Being that we’re in February, I hope you’re all doing what you love. J With that said, I’ve recently been asked about approaches to certification. More specifically, how I approached my own certification.
I’ve mentioned this before, but I’ll go into greater details. When I joined Cisco IT, I supported the production and engineering datacenters. This was mostly switches and gateways. Over time, my responsibilities grew and this was only because of the certifications I achieved.
Prior to joining Cisco, I had been a systems engineer and network engineer for years. I really thought I knew it all when it came to Cisco. Joining Cisco was a humbling experience and I realized I only knew a fraction, but it seemed like a lot because my previous scope of work was limited.
Most people will target certifications based on their interests or what technology/skills might be hot (in demand) at the time. My approach was slightly different; I decided to look at my team’s skill gaps. Since most of my peers had their CCNPs; I decided that I should look at what would complement my team. I evaluated service provider, security and design and found that they could all add value to my team. Furthermore, I found that they also required understanding of routing and switching. So as I began my journey 10+ years ago; I took my first instructor-led course.
While you have many options from instructor-led, CBT/WBT, other virtual training and self-paced studies; I prefer instructor-led. I like having the ability to ask questions live, but since the introduction of CLN and the forums; you now all have the opportunity to ask questions and get answers from many experts around the world.
I have also used CBT/WBT, Cisco Press Books and Cisco.com to study. Many of the CCIEs on my team have used INE to prepare for their certifications and their courses are hosted by experts covering the technology.
Though I prefer instructor-led courses, most of the time I did self-paced studies. With self-paced studying, the first thing I would do is pull up the syllabus on Cisco.com. I would review the syllabus and see what I could find related to the topic on Cisco.com. In addition to reading white papers online, I would buy the Cisco Press books (if they were available).
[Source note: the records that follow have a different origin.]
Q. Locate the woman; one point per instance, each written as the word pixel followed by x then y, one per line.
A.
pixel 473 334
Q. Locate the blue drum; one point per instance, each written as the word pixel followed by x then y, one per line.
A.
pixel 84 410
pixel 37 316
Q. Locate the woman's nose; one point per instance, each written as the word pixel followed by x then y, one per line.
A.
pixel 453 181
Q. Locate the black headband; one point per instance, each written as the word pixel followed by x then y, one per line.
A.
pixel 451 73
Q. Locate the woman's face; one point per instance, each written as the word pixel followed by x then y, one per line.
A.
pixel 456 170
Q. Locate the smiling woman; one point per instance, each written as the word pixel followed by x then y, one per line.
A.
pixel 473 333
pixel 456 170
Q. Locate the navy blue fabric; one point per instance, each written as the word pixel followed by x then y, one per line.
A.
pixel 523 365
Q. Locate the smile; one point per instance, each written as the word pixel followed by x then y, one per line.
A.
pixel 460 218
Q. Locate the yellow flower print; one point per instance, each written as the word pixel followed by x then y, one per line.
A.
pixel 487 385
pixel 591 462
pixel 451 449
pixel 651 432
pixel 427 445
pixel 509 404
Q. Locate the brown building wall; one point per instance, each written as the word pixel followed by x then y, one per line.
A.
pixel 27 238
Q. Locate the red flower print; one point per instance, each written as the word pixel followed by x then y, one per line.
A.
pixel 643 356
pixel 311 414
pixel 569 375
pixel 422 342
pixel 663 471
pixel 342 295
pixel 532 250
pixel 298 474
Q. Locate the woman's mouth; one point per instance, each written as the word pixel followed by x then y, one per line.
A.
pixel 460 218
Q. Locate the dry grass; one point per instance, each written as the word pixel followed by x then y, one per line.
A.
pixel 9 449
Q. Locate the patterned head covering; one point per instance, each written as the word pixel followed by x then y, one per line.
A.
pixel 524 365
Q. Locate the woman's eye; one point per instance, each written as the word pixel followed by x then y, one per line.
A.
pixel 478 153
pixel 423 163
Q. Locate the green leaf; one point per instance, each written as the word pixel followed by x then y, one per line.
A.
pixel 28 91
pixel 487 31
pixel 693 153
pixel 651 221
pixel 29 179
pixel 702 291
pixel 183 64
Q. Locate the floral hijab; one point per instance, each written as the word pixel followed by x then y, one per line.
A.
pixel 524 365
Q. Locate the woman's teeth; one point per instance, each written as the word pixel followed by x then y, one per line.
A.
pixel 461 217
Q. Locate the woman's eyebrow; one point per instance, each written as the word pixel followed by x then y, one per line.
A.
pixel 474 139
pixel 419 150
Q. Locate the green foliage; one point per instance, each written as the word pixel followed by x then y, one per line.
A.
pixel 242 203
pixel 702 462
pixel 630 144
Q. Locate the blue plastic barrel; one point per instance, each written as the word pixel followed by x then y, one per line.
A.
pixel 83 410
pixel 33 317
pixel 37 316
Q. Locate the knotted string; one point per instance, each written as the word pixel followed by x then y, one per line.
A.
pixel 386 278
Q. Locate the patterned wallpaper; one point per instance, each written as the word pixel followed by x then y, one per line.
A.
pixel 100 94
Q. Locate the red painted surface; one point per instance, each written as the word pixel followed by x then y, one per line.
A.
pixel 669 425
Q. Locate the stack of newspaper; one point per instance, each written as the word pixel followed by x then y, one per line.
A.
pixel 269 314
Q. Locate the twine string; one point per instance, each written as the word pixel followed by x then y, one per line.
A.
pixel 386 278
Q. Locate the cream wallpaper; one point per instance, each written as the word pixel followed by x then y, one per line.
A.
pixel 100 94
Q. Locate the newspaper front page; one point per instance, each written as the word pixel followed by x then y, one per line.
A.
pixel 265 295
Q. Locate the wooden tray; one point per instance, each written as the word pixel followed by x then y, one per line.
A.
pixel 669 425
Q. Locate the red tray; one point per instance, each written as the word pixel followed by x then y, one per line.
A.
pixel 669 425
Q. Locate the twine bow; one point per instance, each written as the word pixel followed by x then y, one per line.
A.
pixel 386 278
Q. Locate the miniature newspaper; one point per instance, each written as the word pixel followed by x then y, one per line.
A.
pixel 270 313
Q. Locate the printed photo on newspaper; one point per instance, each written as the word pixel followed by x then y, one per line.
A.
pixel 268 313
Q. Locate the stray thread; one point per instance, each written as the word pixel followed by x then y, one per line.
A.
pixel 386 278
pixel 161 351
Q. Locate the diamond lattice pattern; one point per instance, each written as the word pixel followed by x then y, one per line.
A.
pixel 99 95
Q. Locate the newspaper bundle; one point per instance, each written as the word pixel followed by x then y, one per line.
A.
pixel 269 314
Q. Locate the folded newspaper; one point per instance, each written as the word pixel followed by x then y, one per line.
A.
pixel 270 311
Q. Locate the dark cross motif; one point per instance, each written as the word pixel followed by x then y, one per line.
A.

I would commit to covering a certain number of topics per week and would hold myself accountable for getting to that point. I would also do a lot of review to make sure I understood the topic. I had a bit of an advantage being that I had equipment at my disposal for hands-on practice.
Since I knew what I wanted to cover each week, I could then divide my time up per day. This helped me stay disciplined. Another thing I would do is schedule my exam. This put pressure on me to study and tend to push myself harder to meet deadlines.
BCRAN, CIT and COMPOSITE was the order I took my CCNP exams 10 years ago. Things have changed quite a bit.
What has helped you prepare for exams? What are some tips for others that you could share? What didn’t work? As always good luck and please do share your thoughts!